Observations from the Simulation
The results provide insights into how the collapse affects both the fluid and solid.
Pressure and Speed Changes
Throughout the simulation, we notice significant oscillations in both pressure and speed near the interface. These changes reflect the interaction between the fluid and solid as waves of pressure travel through the materials.
Phase Changes
We observe variations in the volume fractions of the two fluid phases. These changes reveal how the collapse of the bubble influences the proportion of vapor and liquid over time.
Importance of the Study
Understanding these interactions has extensive implications for various applications. Whether it is designing better underwater structures, improving medical procedures, or enhancing material behavior prediction, this research helps advance our knowledge.
Conclusion
This article presents a simplified view of how a collapsing vapor bubble interacts with a solid structure. Through effective modeling and numerical simulation, we can gain valuable insights into these complex interactions. Further studies can refine these models for better accuracy and application in real-world scenarios.

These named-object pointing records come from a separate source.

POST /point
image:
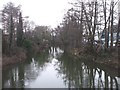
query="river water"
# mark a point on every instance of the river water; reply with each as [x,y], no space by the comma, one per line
[55,69]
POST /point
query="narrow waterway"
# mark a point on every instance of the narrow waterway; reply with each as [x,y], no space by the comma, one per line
[55,69]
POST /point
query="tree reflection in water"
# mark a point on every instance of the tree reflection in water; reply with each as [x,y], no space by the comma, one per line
[23,74]
[77,74]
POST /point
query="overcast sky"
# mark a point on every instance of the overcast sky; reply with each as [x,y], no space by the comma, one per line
[42,12]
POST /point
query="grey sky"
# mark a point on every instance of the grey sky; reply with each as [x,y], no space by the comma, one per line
[42,12]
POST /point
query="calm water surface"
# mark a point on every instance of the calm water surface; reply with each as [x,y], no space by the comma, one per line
[55,69]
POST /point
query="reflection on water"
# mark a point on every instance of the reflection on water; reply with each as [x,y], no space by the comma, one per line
[55,69]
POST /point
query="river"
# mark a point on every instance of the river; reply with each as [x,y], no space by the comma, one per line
[55,69]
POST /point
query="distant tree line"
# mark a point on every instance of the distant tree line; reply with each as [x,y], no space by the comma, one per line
[87,22]
[18,32]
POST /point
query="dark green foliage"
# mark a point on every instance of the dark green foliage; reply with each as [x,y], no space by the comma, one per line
[20,31]
[11,32]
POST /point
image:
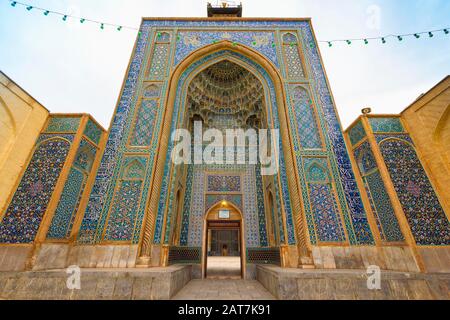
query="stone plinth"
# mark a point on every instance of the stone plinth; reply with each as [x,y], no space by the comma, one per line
[297,284]
[115,284]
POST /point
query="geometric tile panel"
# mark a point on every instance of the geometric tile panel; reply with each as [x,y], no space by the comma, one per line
[327,220]
[221,183]
[357,133]
[152,91]
[392,125]
[387,222]
[426,218]
[65,213]
[24,214]
[380,202]
[63,124]
[123,214]
[306,120]
[292,56]
[159,61]
[144,123]
[93,131]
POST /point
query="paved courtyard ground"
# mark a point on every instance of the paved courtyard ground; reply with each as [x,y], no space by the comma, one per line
[224,268]
[223,290]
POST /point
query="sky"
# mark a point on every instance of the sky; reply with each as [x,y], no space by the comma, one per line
[74,68]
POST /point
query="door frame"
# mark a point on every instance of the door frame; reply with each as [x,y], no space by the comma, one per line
[236,218]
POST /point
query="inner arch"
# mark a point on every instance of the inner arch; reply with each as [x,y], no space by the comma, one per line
[225,96]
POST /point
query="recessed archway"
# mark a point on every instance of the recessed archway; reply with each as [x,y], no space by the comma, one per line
[223,248]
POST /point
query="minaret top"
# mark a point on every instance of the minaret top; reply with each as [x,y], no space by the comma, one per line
[225,9]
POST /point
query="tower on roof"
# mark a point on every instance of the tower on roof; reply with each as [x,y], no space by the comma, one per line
[225,9]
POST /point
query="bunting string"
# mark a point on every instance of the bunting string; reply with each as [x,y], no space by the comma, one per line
[102,25]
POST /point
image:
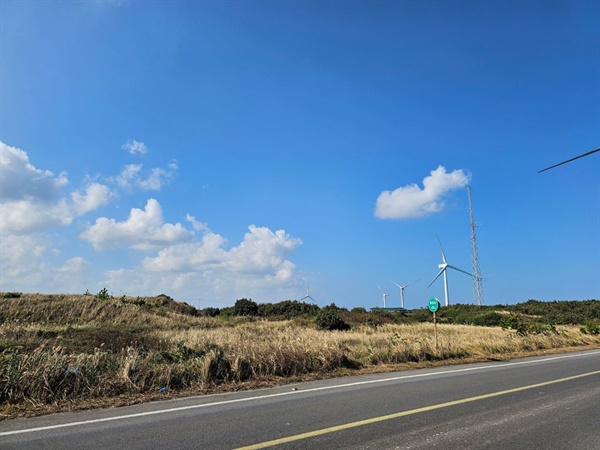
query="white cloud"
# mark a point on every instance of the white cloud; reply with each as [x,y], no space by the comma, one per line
[135,147]
[21,257]
[143,230]
[29,264]
[95,196]
[131,176]
[259,266]
[411,201]
[34,200]
[198,226]
[260,260]
[21,180]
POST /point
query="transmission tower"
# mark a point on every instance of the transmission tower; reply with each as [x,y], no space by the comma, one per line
[477,280]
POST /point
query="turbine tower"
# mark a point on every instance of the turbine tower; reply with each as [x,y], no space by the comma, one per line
[385,296]
[307,296]
[477,280]
[443,269]
[402,291]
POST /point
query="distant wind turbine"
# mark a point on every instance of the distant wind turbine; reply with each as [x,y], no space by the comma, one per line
[443,270]
[569,160]
[402,291]
[385,296]
[307,296]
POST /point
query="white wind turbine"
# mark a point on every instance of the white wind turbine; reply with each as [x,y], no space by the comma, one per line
[402,291]
[385,296]
[443,269]
[307,296]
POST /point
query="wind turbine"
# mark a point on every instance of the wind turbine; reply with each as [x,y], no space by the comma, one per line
[443,269]
[307,296]
[384,295]
[402,291]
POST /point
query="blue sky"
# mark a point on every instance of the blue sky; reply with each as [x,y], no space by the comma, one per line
[219,150]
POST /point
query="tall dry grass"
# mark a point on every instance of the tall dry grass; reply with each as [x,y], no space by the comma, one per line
[65,350]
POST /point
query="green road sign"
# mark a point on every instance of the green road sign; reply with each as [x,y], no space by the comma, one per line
[434,304]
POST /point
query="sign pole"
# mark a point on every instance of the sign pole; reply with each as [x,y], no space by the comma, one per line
[434,305]
[435,328]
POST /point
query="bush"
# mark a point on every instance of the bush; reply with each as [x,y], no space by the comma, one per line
[245,307]
[329,319]
[591,327]
[210,312]
[103,294]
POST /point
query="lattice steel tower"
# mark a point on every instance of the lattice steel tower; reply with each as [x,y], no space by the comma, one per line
[477,280]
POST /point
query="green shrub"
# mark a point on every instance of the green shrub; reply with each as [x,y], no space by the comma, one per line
[591,327]
[329,319]
[245,307]
[103,294]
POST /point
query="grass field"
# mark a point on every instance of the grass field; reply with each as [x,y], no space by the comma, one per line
[64,352]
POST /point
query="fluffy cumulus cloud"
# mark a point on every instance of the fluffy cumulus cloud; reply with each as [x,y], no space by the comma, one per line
[184,260]
[143,230]
[135,147]
[411,201]
[132,176]
[34,200]
[258,265]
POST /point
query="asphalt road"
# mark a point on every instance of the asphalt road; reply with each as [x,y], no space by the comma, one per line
[547,402]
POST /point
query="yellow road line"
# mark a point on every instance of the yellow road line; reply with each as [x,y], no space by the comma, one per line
[360,423]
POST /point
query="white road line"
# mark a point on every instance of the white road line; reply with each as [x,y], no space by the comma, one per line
[281,394]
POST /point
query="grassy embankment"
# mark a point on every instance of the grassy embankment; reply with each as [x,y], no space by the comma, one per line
[61,352]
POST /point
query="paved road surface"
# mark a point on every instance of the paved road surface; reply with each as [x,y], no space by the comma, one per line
[547,402]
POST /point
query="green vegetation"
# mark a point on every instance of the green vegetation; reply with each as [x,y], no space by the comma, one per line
[74,351]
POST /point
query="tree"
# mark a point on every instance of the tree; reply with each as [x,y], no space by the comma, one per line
[245,307]
[329,319]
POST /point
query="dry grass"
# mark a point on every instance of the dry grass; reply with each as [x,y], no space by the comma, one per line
[66,352]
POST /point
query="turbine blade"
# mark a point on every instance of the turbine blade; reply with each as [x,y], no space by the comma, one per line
[460,270]
[411,283]
[442,249]
[437,276]
[569,160]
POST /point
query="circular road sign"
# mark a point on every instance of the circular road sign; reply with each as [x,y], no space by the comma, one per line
[434,304]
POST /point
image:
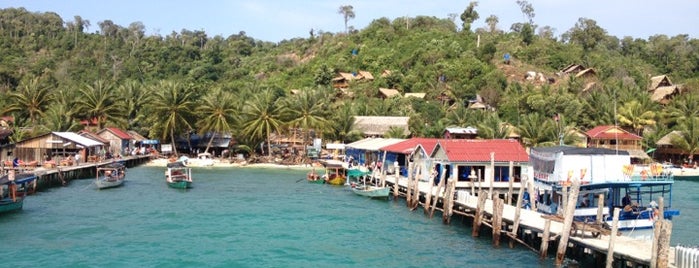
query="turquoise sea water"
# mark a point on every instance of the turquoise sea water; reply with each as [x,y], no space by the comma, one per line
[246,217]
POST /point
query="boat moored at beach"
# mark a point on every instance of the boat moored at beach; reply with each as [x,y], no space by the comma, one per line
[636,190]
[335,172]
[13,190]
[110,175]
[178,175]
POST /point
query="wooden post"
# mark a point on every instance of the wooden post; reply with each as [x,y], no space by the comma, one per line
[510,181]
[410,199]
[662,234]
[449,201]
[497,219]
[567,222]
[479,214]
[480,178]
[382,171]
[600,208]
[408,192]
[440,188]
[416,185]
[491,178]
[612,237]
[428,196]
[564,202]
[543,252]
[472,177]
[533,196]
[518,209]
[661,208]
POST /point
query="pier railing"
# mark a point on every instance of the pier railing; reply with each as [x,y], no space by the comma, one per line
[686,257]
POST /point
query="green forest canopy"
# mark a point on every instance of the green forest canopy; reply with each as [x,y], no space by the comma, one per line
[54,74]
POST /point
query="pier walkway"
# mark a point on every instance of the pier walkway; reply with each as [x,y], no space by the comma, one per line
[626,248]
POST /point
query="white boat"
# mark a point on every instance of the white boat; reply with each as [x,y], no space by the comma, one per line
[110,175]
[371,191]
[204,160]
[634,189]
[360,187]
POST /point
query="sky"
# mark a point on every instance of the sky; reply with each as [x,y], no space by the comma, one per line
[277,20]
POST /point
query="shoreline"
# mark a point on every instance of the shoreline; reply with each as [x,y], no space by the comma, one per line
[218,164]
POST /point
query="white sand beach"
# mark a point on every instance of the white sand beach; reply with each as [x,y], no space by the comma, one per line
[160,162]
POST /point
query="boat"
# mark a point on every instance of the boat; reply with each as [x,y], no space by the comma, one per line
[178,175]
[634,189]
[110,175]
[371,191]
[360,187]
[683,172]
[204,160]
[335,172]
[13,190]
[313,177]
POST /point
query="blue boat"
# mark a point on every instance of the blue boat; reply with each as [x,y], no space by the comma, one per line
[178,175]
[14,188]
[634,189]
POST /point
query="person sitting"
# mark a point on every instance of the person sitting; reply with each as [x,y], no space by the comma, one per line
[584,204]
[626,200]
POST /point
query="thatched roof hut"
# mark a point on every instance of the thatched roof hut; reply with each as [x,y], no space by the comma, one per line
[659,81]
[379,125]
[388,93]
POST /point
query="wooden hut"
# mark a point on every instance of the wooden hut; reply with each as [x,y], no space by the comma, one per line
[614,137]
[377,126]
[119,140]
[56,146]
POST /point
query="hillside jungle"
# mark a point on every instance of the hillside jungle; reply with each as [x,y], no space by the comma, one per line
[55,73]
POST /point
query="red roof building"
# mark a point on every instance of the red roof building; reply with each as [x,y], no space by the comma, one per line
[119,140]
[408,146]
[489,160]
[614,137]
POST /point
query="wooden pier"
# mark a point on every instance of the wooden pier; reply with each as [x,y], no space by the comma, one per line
[528,227]
[61,175]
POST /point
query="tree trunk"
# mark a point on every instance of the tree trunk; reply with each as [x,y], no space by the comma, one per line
[208,145]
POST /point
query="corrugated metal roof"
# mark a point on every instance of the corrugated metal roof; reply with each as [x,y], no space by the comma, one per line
[374,144]
[480,150]
[462,130]
[117,132]
[74,137]
[611,132]
[408,146]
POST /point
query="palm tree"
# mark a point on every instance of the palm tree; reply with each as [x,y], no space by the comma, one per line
[59,118]
[682,108]
[395,132]
[307,111]
[492,128]
[262,116]
[347,13]
[31,101]
[688,140]
[536,130]
[219,111]
[341,124]
[173,105]
[635,116]
[97,101]
[134,97]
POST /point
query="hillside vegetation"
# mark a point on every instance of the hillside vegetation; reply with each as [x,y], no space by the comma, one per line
[55,74]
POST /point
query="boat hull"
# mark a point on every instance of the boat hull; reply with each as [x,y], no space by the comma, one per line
[336,181]
[7,205]
[372,191]
[316,181]
[105,183]
[180,184]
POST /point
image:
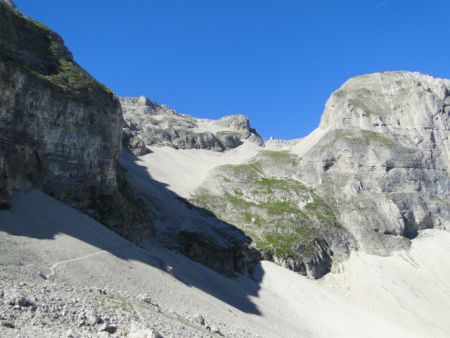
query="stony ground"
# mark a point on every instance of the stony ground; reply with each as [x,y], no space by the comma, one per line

Title: A relaxation approach to the coupling of a two-phase fluid with a linear-elastic solid
Abstract: A recently developed coupling strategy for two nonconservative hyperbolic systems is employed to investigate a collapsing vapor bubble embedded in a liquid near a solid. For this purpose, an elastic solid modeled by a linear system of conservation laws is coupled to the two-phase Baer-Nunziato-type model for isothermal fluids, a nonlinear hyperbolic system with non-conservative products. For the coupling of the two systems the Jin-Xin relaxation concept is employed and embedded in a second order finite volume scheme. For a proof of concept simulations in one space dimension are performed.
Authors: Niklas Kolbe, Siegfried Müller
Last Update: Sep 9, 2024
Language: English
Source URL: https://arxiv.org/abs/2409.05473
Source PDF: https://arxiv.org/pdf/2409.05473
Licence: https://creativecommons.org/licenses/by-nc-sa/4.0/
Changes: This summary was created with assistance from AI and may have inaccuracies. For accurate information, please refer to the original source documents linked here.
Thank you to arxiv for use of its open access interoperability.